By Muyu Xu and Nidhi Verma
SINGAPORE/NEW DELHI (Reuters) -Chinese and other Asian refiners only asked for similar volumes of Saudi crude oil for February compared with January, people with knowledge of the matter said on Thursday, after the world’s top oil exporter cut its prices by the most in 13 months.
Price cuts would typically draw higher demand, but some of the multiple sources said refineries had already completed purchases for February-loading cargoes and planned their production runs, leaving little room to lift more Saudi oil.
State oil company Saudi Aramco on Sunday cut the official selling price (OSP) for February-loading Arab Light to Asia by $2 a barrel from January to $1.50 a barrel over Oman/Dubai quotes.
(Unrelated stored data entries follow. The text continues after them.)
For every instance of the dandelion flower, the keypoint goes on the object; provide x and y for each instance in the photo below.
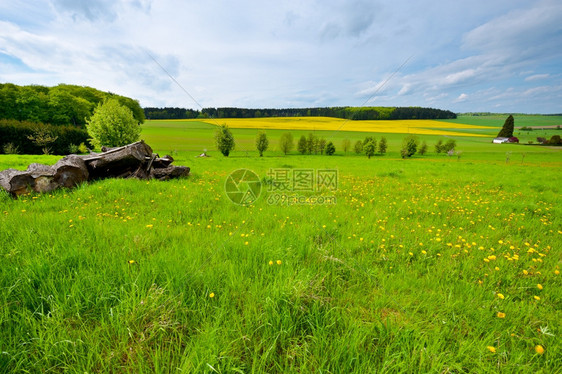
(539, 349)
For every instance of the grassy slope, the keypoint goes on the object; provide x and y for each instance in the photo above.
(355, 291)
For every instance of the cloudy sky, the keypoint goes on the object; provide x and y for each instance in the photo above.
(491, 55)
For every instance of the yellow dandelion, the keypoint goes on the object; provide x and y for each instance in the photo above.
(539, 349)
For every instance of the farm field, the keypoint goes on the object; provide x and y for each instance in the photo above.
(432, 264)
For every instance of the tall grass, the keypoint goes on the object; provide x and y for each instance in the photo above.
(403, 274)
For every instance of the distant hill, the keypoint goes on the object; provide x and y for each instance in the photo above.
(352, 113)
(60, 105)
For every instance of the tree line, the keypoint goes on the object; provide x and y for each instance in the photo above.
(351, 113)
(59, 105)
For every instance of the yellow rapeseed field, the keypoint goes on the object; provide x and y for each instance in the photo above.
(424, 127)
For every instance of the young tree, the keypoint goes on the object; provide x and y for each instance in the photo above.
(358, 147)
(112, 125)
(330, 148)
(507, 129)
(423, 148)
(286, 142)
(409, 146)
(302, 145)
(225, 140)
(369, 149)
(382, 146)
(346, 145)
(262, 143)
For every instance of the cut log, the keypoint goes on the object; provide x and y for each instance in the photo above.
(118, 161)
(171, 172)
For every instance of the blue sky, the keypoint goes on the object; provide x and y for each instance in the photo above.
(498, 56)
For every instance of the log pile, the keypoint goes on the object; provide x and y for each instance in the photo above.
(135, 160)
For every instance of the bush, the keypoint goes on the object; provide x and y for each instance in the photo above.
(112, 125)
(225, 140)
(330, 148)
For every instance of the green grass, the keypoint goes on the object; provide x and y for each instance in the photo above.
(398, 276)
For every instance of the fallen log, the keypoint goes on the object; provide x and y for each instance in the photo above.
(135, 160)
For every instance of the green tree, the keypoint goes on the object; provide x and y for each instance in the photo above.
(369, 148)
(225, 140)
(358, 147)
(286, 142)
(112, 125)
(423, 148)
(409, 146)
(383, 146)
(302, 145)
(507, 129)
(346, 145)
(262, 143)
(330, 148)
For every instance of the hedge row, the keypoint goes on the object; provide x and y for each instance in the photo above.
(17, 134)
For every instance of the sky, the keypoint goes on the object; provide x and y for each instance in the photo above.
(502, 56)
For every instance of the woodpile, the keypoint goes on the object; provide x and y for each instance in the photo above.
(135, 160)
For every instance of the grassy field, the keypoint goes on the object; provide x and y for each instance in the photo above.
(432, 264)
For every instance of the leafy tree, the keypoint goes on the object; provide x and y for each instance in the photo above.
(112, 125)
(382, 146)
(286, 142)
(409, 146)
(330, 148)
(262, 143)
(369, 149)
(302, 145)
(346, 145)
(439, 146)
(507, 129)
(225, 140)
(423, 148)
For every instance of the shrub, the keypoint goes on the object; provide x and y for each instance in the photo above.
(112, 125)
(330, 148)
(225, 140)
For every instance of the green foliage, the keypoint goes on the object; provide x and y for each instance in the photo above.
(112, 125)
(409, 146)
(330, 148)
(423, 148)
(369, 148)
(439, 146)
(262, 143)
(224, 140)
(507, 129)
(20, 135)
(358, 147)
(383, 146)
(346, 145)
(302, 145)
(59, 105)
(286, 143)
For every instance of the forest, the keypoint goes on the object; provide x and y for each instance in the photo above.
(354, 113)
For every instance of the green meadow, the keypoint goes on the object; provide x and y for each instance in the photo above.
(435, 264)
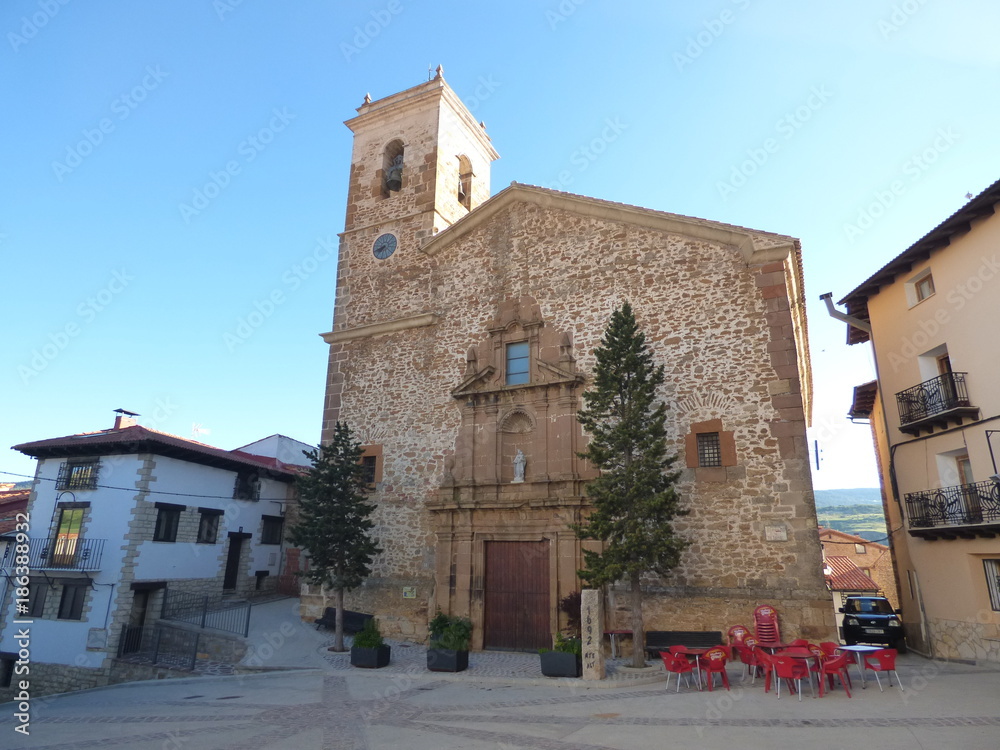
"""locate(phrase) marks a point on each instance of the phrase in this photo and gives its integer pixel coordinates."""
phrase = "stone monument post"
(592, 627)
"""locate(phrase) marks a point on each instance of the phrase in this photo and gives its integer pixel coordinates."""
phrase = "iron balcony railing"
(934, 396)
(962, 505)
(59, 554)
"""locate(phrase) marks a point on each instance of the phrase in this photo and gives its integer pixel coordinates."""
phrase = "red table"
(697, 653)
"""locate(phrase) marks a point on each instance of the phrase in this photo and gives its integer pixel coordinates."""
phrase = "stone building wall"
(723, 330)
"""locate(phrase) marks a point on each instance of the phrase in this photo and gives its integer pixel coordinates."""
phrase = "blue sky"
(172, 173)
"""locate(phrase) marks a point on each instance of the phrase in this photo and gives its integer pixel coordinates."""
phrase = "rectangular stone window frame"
(74, 595)
(208, 525)
(709, 449)
(371, 461)
(517, 366)
(991, 567)
(727, 451)
(78, 474)
(168, 517)
(271, 529)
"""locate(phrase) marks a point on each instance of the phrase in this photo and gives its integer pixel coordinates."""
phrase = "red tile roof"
(11, 502)
(843, 536)
(847, 576)
(139, 439)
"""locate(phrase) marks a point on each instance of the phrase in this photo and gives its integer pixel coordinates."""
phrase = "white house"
(120, 518)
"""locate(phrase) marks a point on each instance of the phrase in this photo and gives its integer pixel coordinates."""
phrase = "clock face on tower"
(385, 245)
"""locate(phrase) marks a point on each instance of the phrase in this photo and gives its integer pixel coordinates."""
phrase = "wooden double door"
(517, 615)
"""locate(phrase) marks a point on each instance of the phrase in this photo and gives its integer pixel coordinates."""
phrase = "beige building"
(462, 340)
(931, 315)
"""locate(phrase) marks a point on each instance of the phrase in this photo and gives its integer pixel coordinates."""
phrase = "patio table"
(860, 650)
(697, 653)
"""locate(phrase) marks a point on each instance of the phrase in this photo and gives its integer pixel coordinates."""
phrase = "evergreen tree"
(334, 525)
(634, 500)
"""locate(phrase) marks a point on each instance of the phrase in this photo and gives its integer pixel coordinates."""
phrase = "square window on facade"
(924, 287)
(78, 475)
(709, 449)
(368, 466)
(167, 519)
(36, 599)
(271, 529)
(247, 486)
(71, 603)
(993, 582)
(208, 526)
(517, 363)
Chinese refiners nominated about 38.5 million barrels (1.33 million bpd) of Saudi crude for February-loading, similar to the about 40 million barrels for January on a daily basis, trading sources said.
Indian Oil Corp, which had planned to ask for an extra 1 million barrels of Saudi crude, did not do so following feedback from its refineries division, a company source said.
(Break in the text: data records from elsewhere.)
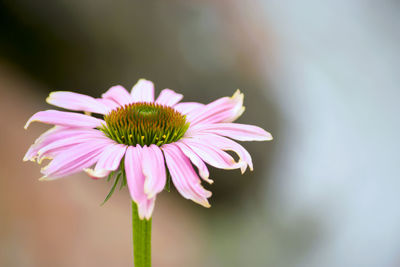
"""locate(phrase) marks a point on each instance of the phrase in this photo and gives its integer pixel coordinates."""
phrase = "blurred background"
(321, 76)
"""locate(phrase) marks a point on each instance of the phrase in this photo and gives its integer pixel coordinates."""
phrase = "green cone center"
(145, 124)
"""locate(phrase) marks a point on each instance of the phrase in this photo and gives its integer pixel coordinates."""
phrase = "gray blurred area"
(321, 76)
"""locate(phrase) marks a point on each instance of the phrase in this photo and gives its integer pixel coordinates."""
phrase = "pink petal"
(225, 109)
(119, 95)
(41, 141)
(111, 104)
(187, 107)
(201, 166)
(143, 91)
(52, 149)
(183, 175)
(241, 132)
(227, 144)
(154, 170)
(109, 161)
(75, 101)
(168, 97)
(213, 155)
(75, 158)
(67, 119)
(53, 135)
(135, 180)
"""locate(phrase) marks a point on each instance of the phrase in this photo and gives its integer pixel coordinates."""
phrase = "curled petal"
(187, 107)
(143, 91)
(41, 141)
(135, 179)
(119, 95)
(241, 132)
(153, 170)
(212, 155)
(227, 145)
(183, 175)
(109, 160)
(168, 97)
(75, 101)
(225, 109)
(67, 119)
(201, 166)
(75, 159)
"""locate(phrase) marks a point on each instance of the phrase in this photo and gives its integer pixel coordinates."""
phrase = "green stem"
(141, 230)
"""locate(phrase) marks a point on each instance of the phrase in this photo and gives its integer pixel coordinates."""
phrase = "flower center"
(145, 124)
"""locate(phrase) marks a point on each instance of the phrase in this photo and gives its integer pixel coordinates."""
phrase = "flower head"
(139, 137)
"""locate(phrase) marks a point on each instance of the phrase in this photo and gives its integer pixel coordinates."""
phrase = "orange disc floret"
(145, 123)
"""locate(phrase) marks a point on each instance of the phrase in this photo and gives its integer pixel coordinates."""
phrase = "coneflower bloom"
(142, 139)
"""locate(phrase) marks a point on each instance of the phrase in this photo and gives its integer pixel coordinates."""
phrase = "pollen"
(145, 123)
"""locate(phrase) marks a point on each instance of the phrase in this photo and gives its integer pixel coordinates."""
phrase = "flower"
(139, 137)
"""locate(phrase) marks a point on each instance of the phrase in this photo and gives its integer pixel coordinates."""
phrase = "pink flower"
(139, 137)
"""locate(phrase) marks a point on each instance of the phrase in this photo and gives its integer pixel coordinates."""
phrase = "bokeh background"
(322, 76)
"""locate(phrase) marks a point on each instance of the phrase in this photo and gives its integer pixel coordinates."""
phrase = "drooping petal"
(75, 159)
(212, 155)
(225, 109)
(241, 132)
(153, 170)
(135, 180)
(61, 144)
(118, 94)
(56, 134)
(184, 176)
(168, 97)
(67, 119)
(75, 101)
(186, 107)
(143, 91)
(109, 160)
(201, 166)
(227, 145)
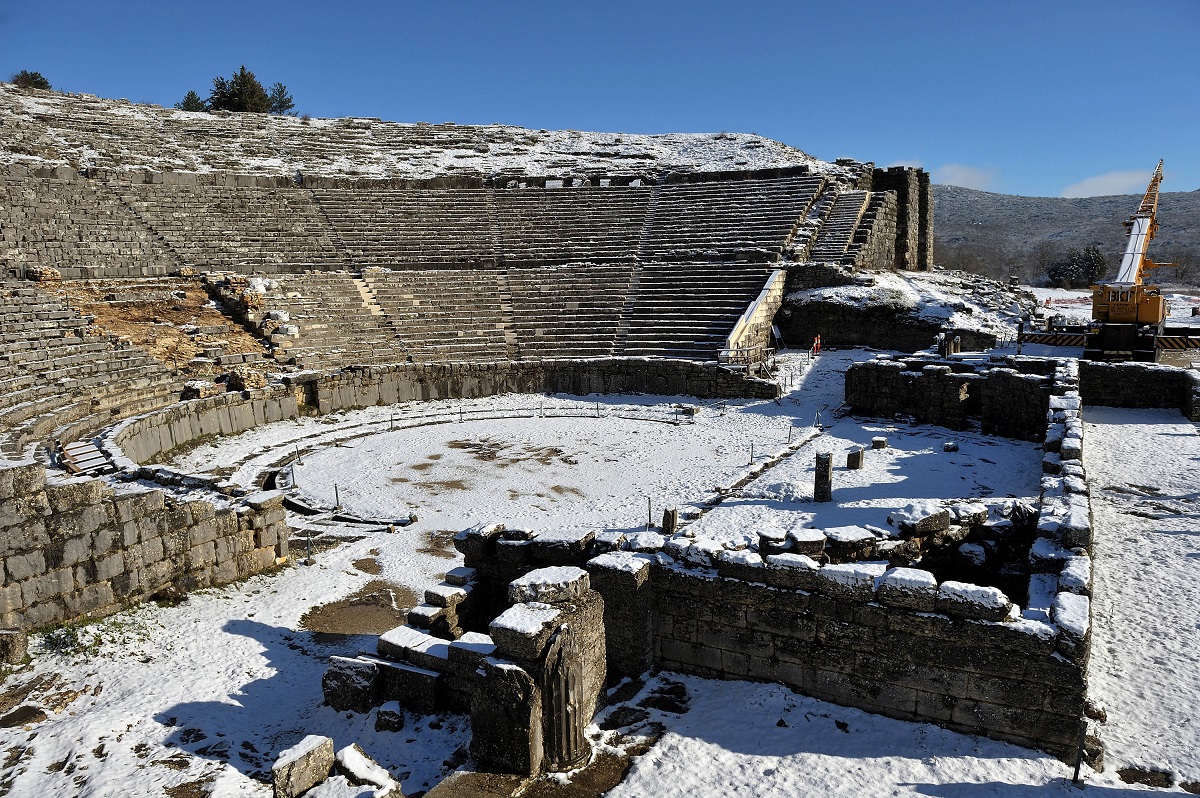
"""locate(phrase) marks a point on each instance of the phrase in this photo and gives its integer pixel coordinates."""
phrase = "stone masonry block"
(303, 766)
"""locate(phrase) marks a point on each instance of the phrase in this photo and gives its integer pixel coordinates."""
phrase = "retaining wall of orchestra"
(79, 547)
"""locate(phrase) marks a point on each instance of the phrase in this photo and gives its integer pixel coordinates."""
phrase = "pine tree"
(240, 93)
(281, 101)
(27, 79)
(1095, 264)
(191, 101)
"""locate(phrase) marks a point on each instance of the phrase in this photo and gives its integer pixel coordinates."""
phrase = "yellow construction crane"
(1127, 313)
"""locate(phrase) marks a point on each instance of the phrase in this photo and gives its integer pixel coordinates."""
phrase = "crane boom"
(1143, 226)
(1128, 315)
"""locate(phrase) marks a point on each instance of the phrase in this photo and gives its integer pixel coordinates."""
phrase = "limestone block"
(349, 684)
(919, 519)
(415, 689)
(1077, 575)
(13, 647)
(551, 585)
(19, 568)
(199, 557)
(966, 600)
(47, 586)
(793, 571)
(11, 598)
(562, 546)
(471, 649)
(89, 600)
(522, 630)
(204, 531)
(75, 493)
(909, 588)
(360, 771)
(390, 718)
(845, 544)
(447, 595)
(855, 581)
(303, 766)
(507, 720)
(745, 565)
(805, 540)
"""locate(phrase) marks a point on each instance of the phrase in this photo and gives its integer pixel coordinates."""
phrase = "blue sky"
(1041, 99)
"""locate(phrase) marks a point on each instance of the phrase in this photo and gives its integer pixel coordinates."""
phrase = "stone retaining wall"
(78, 547)
(145, 437)
(843, 642)
(1140, 384)
(1006, 400)
(370, 385)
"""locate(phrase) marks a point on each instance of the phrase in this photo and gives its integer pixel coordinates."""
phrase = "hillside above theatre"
(40, 129)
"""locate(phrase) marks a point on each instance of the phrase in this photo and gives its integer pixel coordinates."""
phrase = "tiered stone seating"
(244, 229)
(78, 227)
(60, 379)
(569, 311)
(839, 228)
(865, 229)
(745, 220)
(339, 322)
(582, 223)
(445, 315)
(688, 310)
(421, 226)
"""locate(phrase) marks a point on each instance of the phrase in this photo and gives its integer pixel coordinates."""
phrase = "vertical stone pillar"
(855, 459)
(670, 521)
(822, 487)
(547, 677)
(623, 580)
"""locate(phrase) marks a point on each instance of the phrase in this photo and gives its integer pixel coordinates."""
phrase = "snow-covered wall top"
(83, 131)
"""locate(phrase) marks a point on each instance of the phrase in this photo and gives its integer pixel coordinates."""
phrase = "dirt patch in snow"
(438, 543)
(373, 610)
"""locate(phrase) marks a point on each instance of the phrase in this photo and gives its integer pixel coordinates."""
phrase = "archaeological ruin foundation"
(324, 289)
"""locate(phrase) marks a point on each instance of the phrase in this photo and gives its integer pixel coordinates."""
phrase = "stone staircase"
(839, 228)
Another state refiner, Bharat Petroleum Corp, received the extra 1 million barrels it requested for, a company source said.
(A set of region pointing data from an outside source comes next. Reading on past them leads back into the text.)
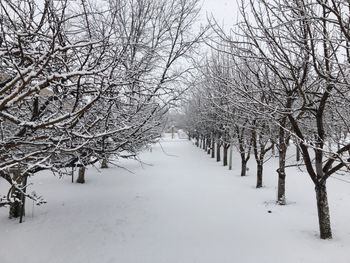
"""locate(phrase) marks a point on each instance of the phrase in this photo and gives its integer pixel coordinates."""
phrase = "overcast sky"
(224, 11)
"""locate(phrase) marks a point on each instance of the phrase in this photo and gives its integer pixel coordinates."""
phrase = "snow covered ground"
(183, 207)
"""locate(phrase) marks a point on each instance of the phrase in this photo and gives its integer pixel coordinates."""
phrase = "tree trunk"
(213, 148)
(81, 175)
(243, 167)
(208, 145)
(225, 154)
(323, 211)
(218, 148)
(298, 153)
(23, 198)
(281, 191)
(282, 152)
(230, 157)
(16, 207)
(259, 174)
(104, 163)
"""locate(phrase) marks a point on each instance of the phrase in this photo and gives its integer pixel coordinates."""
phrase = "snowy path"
(184, 208)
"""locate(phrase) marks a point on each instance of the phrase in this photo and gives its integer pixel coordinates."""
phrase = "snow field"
(184, 207)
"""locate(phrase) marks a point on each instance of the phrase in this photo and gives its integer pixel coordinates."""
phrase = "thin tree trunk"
(81, 175)
(298, 153)
(243, 166)
(23, 198)
(218, 148)
(282, 151)
(16, 207)
(230, 157)
(225, 156)
(213, 148)
(323, 211)
(259, 174)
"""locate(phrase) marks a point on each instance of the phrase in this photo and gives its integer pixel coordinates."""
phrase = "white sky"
(224, 11)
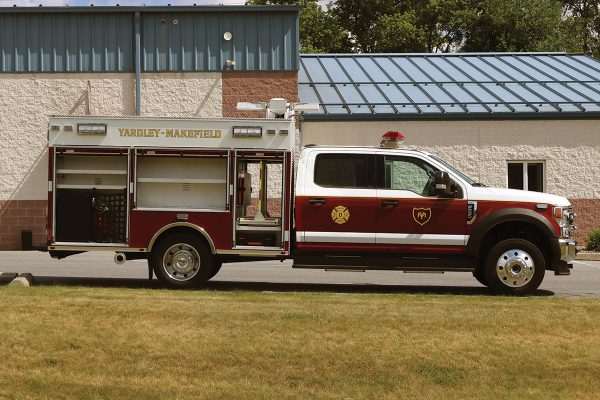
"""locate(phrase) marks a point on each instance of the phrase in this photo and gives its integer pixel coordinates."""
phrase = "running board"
(386, 263)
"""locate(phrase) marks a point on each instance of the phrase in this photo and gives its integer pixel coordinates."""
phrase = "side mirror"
(444, 186)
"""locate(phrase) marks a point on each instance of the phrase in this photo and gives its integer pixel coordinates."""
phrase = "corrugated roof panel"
(463, 85)
(391, 70)
(372, 69)
(585, 65)
(353, 69)
(409, 69)
(333, 68)
(430, 70)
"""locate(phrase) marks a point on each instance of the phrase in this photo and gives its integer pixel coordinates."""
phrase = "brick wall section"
(256, 87)
(18, 215)
(588, 217)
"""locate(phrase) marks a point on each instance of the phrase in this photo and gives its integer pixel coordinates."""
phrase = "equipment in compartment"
(255, 225)
(93, 216)
(91, 198)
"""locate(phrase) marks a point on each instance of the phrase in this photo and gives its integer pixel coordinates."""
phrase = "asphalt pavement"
(98, 269)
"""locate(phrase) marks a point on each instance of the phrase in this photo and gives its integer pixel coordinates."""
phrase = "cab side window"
(408, 173)
(344, 170)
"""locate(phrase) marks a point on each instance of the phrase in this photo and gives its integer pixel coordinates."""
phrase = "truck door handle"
(389, 203)
(316, 202)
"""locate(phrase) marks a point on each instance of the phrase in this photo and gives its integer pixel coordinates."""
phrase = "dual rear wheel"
(181, 260)
(513, 266)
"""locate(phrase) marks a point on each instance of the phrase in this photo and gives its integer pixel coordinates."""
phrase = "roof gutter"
(452, 116)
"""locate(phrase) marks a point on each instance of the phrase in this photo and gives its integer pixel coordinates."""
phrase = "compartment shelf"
(91, 171)
(180, 180)
(107, 187)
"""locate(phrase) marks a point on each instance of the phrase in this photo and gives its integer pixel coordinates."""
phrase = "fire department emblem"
(340, 215)
(421, 215)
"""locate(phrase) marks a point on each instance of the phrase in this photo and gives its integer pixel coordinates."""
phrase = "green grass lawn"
(65, 342)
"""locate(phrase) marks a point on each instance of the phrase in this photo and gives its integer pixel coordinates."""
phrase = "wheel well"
(188, 230)
(515, 229)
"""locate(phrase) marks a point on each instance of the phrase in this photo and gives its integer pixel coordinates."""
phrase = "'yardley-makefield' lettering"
(172, 133)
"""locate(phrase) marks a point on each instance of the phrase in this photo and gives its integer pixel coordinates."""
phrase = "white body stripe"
(382, 238)
(422, 239)
(338, 237)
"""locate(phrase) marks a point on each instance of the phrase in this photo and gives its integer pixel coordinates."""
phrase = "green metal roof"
(450, 86)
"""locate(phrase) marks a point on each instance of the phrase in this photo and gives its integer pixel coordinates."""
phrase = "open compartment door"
(260, 188)
(91, 198)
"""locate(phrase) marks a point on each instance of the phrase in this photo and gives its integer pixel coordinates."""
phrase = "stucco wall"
(188, 94)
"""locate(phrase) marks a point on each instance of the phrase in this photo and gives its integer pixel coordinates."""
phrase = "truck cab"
(400, 209)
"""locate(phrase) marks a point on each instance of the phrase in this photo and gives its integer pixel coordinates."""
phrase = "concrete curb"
(588, 256)
(23, 280)
(7, 277)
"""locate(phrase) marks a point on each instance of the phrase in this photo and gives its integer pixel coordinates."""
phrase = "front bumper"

All the sources spoke on condition of anonymity because they were not authorised to speak publicly.
IOC, BPCL and Saudi Aramco did not immediately respond to requests for comments.
Saudi oil prices were about $2 a barrel more expensive than crude supplied by other regional producers last month, prompting refiners to seek fewer term-cargoes from Saudi Arabia and to buy cheaper alternatives from the spot market.
Aramco has notified at least five North Asian buyers that it will supply full contractual volumes in February. The de facto leader of the OPEC+ group committed to extend its voluntary output cut into the first quarter of 2024.